Gestion des déchets et propreté urbaine

En France, le gisement global de déchets ménagers et assimilés (i.e. déchets ménagers et ceux produits par les activités commerçantes, artisanales et industrielles) collectés par le service public de gestion des déchets s’élevait à 38,5 millions de tonnes en 2011.

Les déchets pris en charge par le territoire

La collecte et le traitement des déchets ménagers et assimilés  et la propreté urbaine sont de compétence communale. La gestion des déchets est toutefois, le plus souvent, mise en œuvre à une échelle territoriale plus large.

Les choix réalisés en matière de politique de gestion des déchets et de propreté par les collectivités publiques présentent de très forts enjeux :

La professionnalisation du métier

La mécanisation croissante des activités de gestion des déchets et de propreté urbaine implique une professionnalisation des métiers qui doit s’articuler avec la dimension sociale liée notamment à l’insertion des personnes en difficulté ;

L’optimisation des coûts

Dans un contexte d’augmentation constante des coûts de gestion des déchets par les collectivités (+ 90% entre 2000 et 2011 en euros courants), la recherche continue d’optimisations techniques et financières est nécessaire pour maintenir un service public de gestion des déchets de qualité à des coûts acceptables par les populations ;

La mutualisation des compétences

Cette recherche d’optimisations techniques et financières pousse de plus en plus les collectivités vers une mutualisation des moyens entre les compétences déchets et propreté impliquant une refonte de la gouvernance de ces services publics ;

Les filières de traitement alternatives

Le développement de filières de gestion et de traitement alternatives au « tout-enfouissement » et « tout-incinération » coordonnées au niveau des territoires constitue un enjeu économique mais également environnemental majeur (limitation de la consommation des ressources naturelles, préservation de la qualité des sols et des eaux, préservation de la santé humaine, etc.).

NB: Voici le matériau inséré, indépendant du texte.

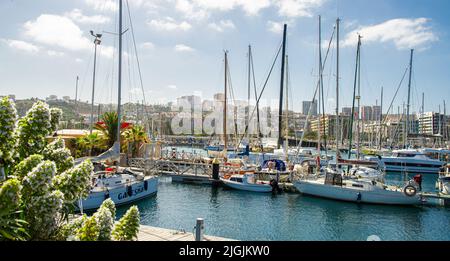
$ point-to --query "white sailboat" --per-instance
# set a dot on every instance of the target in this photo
(443, 182)
(334, 185)
(122, 185)
(248, 182)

Le rapprochement de la production

La recherche d’une meilleure valorisation matière, organique et énergétique implique une interaction de plus ou plus forte entre les métiers du déchet et ceux de l’industrie productive (utilisation de matériaux recyclés dans les processus de fabrication), de l’énergie (électricité et biogaz issus de déchets) et de l’agriculture (utilisation des composts et amendements organiques issus de déchets en lieu et place d’amendements chimiques).